Мантихора же, наоборот, — была почти прозрачна и дрожала при этом как последний лист на осеннем ветру. Она замерла, в каком-то дурманном оцепенении, будучи не в силах ни сдвинуться с места, ни даже, хотя бы пошевелиться. Словно была загипнотизирована проплывающими перед ней зеркальными узорами. А разводы эти с огромной скоростью скользили по телу хилависты, постоянно сливаясь друг с другом, и оттого казалось, что гигантская ртутная капля вращается с совершенно немыслимой скоростью.
А потом вдруг все это кончилось. Оборвалось, будто и не было ничего.
Блестящие разводы на теле хилависты растворились в бледно-зеленой глубине, а мантихора вновь стала вполне материальной и, даже, будто еще больше порыжела.
На один только миг…
А потом разом истаяла, оплыв как свеча. Была и нету. Только бледная лужица на песке осталась. Да и та уже подсыхала.
И все это, вот так, вот, — между делом. Безо всяких, там, молний, громов и прочей боевой атрибутики. Очень скромно. Очень непонятно. И очень-очень эффективно…
А воздух вокруг леди Кай уже буквально трещал и искрился от разрядов. И мантихоре это, похоже, не нравилось, потому как она то и дело останавливалась, мотая головой по сторонам и пытаясь понять, что же это такое с окружающим миром происходит.
Что там она для себя решила, так и осталось неясным, но остановившись в очередной раз, она замерла и, низко припав к земле, явно изготовилась к прыжку, который должен был поставить жирную точку в этом случайном противостоянии. Раз и навсегда. И никаких сомнений в том, как будет выглядеть финал, ее широко распахнутая пасть не оставляла.
Линии леи опутывали изготовившегося к прыжку зверя плотным коконом, и в тот момент, когда мантихора наконец решилась, леди Кай что было сил дернула одну из них и, закрыв глаза, бросила в затягивающийся узел серебряных струн силу, почерпнутую из боли и из себя самой.
Взвился столбом и плеснул во все стороны песок, отозвавшись неслышному удару, теплой волной ударил ветер, и разом потухли искры разрядов. Наступила тишина.
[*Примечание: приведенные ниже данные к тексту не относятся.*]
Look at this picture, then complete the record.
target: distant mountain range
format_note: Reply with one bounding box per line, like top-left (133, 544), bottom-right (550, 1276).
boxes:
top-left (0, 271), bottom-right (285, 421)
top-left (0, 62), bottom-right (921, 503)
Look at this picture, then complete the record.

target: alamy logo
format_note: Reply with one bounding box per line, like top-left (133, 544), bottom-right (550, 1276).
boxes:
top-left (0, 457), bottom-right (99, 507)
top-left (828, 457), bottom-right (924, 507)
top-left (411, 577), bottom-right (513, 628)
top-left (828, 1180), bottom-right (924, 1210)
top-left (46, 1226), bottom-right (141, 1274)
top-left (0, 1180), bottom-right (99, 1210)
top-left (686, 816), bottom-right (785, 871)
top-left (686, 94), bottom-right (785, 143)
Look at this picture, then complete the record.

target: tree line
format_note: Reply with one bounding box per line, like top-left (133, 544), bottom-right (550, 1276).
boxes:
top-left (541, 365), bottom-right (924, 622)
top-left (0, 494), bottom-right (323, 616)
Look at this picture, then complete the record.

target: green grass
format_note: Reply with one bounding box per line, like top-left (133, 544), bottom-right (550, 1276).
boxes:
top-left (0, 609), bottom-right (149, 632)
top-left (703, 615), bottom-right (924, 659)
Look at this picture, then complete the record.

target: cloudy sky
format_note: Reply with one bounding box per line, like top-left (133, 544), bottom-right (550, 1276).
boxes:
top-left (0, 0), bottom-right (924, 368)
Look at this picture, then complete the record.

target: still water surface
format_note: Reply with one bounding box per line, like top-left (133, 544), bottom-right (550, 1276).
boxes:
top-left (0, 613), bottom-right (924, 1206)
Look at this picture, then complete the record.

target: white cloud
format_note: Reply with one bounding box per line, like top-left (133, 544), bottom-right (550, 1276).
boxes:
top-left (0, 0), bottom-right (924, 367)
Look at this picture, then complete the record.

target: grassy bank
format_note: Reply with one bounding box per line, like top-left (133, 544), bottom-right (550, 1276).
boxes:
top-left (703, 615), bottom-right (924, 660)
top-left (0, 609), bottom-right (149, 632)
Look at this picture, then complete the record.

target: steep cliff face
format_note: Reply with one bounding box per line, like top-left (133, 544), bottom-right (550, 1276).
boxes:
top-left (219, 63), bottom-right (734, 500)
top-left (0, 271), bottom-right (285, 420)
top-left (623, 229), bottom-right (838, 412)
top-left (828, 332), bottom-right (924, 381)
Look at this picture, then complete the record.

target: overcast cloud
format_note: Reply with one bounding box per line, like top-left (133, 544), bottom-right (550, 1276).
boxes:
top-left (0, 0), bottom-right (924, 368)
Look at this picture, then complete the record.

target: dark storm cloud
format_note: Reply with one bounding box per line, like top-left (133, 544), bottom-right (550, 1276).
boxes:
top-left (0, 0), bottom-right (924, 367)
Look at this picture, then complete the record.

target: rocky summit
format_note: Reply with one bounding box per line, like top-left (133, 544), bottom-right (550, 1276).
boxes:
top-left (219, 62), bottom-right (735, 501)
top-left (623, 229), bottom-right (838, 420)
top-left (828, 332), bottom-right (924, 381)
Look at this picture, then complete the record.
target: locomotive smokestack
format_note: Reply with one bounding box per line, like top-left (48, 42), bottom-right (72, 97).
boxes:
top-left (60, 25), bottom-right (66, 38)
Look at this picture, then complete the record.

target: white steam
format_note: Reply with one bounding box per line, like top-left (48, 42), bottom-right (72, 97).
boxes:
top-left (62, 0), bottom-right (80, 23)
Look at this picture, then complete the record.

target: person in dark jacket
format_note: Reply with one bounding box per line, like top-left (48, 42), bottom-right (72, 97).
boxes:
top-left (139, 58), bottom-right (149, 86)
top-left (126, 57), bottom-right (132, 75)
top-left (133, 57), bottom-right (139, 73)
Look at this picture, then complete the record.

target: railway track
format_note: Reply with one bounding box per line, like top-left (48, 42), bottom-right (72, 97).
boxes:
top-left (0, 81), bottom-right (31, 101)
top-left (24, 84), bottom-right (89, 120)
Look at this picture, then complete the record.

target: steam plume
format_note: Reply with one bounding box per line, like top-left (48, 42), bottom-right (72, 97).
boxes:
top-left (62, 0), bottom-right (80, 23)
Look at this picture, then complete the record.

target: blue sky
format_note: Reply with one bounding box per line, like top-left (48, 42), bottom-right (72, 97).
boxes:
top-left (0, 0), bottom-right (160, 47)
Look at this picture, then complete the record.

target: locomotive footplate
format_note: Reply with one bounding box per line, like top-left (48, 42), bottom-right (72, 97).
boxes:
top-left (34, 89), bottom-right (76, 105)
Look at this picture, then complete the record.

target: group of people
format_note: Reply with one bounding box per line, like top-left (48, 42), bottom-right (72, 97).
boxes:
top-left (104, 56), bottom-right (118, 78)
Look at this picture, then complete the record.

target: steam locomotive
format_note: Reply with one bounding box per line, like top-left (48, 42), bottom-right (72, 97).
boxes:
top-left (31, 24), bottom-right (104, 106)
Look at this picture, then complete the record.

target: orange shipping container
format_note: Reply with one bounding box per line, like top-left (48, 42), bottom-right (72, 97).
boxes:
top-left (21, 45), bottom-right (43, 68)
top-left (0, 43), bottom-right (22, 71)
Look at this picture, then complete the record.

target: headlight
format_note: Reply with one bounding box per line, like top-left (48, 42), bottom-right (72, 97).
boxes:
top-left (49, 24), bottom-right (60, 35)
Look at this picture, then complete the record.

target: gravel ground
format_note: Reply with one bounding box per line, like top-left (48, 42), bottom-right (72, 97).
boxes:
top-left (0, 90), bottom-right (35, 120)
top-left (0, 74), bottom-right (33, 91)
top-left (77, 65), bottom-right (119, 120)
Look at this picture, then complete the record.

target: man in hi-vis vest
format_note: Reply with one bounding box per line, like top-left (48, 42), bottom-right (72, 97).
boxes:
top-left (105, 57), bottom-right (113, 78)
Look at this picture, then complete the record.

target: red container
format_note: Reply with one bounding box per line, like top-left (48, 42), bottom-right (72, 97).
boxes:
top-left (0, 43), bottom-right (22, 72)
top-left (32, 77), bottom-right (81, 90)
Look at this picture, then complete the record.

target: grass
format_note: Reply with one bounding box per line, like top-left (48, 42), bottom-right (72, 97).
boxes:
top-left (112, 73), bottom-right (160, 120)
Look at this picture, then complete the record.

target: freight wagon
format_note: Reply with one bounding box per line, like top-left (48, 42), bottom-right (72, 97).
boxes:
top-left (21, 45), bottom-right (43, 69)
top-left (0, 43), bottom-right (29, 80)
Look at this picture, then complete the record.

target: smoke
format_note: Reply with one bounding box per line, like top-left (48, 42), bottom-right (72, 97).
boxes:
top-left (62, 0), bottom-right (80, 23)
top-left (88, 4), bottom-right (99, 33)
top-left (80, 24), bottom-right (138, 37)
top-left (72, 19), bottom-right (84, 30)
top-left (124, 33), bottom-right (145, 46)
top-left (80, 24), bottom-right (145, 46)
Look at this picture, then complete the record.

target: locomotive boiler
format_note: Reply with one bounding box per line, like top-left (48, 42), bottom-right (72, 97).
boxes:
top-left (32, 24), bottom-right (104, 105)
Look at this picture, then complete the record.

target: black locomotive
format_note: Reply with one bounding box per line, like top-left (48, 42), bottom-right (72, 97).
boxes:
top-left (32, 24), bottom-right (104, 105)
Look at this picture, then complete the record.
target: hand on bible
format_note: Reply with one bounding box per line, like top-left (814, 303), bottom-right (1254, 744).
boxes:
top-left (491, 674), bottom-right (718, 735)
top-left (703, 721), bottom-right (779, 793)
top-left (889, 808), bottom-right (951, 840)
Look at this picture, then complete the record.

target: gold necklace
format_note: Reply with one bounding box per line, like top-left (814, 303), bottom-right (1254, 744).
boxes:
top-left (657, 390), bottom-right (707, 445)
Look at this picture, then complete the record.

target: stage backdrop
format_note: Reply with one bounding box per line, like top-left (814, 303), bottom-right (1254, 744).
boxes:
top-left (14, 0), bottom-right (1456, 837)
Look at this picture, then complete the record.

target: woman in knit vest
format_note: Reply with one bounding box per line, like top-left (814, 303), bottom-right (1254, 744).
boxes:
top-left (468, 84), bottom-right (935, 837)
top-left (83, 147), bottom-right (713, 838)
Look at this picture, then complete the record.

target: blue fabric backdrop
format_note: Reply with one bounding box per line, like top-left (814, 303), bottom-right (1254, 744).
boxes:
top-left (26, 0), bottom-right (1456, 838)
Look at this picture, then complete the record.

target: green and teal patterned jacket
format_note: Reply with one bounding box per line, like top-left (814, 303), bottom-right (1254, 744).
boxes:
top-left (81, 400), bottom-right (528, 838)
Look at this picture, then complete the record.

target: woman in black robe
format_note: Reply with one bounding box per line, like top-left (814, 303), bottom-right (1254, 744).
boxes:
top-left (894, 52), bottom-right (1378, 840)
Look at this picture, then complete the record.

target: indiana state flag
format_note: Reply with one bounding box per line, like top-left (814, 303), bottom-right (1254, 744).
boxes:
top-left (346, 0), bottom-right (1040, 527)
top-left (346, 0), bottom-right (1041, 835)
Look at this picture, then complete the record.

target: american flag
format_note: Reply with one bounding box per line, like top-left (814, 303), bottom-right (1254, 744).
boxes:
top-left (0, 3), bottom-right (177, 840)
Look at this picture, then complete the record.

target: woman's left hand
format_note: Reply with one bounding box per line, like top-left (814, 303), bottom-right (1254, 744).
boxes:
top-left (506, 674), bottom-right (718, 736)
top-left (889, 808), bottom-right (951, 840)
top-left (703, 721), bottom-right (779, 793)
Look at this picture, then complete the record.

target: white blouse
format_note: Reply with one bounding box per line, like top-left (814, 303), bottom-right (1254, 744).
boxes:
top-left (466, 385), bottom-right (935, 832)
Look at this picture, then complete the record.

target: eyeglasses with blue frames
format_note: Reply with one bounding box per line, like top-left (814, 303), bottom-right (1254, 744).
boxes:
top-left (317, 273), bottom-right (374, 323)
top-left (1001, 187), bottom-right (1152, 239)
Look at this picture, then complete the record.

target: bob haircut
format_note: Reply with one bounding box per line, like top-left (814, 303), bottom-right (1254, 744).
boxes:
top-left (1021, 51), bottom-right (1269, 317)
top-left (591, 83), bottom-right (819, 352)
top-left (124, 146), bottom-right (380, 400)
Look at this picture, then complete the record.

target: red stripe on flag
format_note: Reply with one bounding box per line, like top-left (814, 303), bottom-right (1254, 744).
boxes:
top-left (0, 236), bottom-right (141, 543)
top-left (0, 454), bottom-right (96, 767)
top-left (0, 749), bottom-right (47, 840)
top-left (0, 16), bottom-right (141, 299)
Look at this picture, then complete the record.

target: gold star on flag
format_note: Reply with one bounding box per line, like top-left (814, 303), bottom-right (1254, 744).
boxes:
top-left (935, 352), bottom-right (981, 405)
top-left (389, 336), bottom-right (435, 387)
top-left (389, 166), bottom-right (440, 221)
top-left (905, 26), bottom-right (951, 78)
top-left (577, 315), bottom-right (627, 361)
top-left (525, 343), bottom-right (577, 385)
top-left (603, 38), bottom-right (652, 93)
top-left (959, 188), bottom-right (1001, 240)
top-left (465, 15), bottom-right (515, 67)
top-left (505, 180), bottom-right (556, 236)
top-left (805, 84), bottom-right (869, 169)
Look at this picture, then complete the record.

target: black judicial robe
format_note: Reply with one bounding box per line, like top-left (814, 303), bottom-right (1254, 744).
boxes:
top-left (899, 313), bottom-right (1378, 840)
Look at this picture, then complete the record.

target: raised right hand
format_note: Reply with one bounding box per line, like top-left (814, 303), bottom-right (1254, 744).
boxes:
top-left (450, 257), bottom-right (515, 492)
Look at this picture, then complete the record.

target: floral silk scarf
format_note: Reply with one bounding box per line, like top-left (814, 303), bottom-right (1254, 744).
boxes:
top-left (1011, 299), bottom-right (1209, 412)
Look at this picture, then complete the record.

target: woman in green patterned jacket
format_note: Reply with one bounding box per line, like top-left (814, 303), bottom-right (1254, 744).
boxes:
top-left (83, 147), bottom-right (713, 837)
Почти полная.
Разъяренный зверь уже взвился в прыжке, готовясь сомкнуть клыки вокруг беззащитного горла девушки, когда модификация узора завершилась, и яркая линия, охватывающая шею мантихоры, резко сократилась, в один миг превращаясь в петлю.
Масса зверя и инерция сделали все остальное…
Медленно оседала наземь поднятая короткой бурей пыль, уже растаял и пропал без следа порожденный магией узор, а леди Кай все стояла и смотрела как в двух шагах от нее раскачивался в воздухе подвешенный в невидимой петле труп черной как смоль мантихоры.
А когда зрелище это ей наскучило, она отвернулась и пошла подбирать оброненный меч. И только вложив его в ножны, вздохнула и пристально посмотрела на Ходу:
– Иллюзия, говоришь… — и не дожидаясь ответа опустилась на теплый белоснежный песок.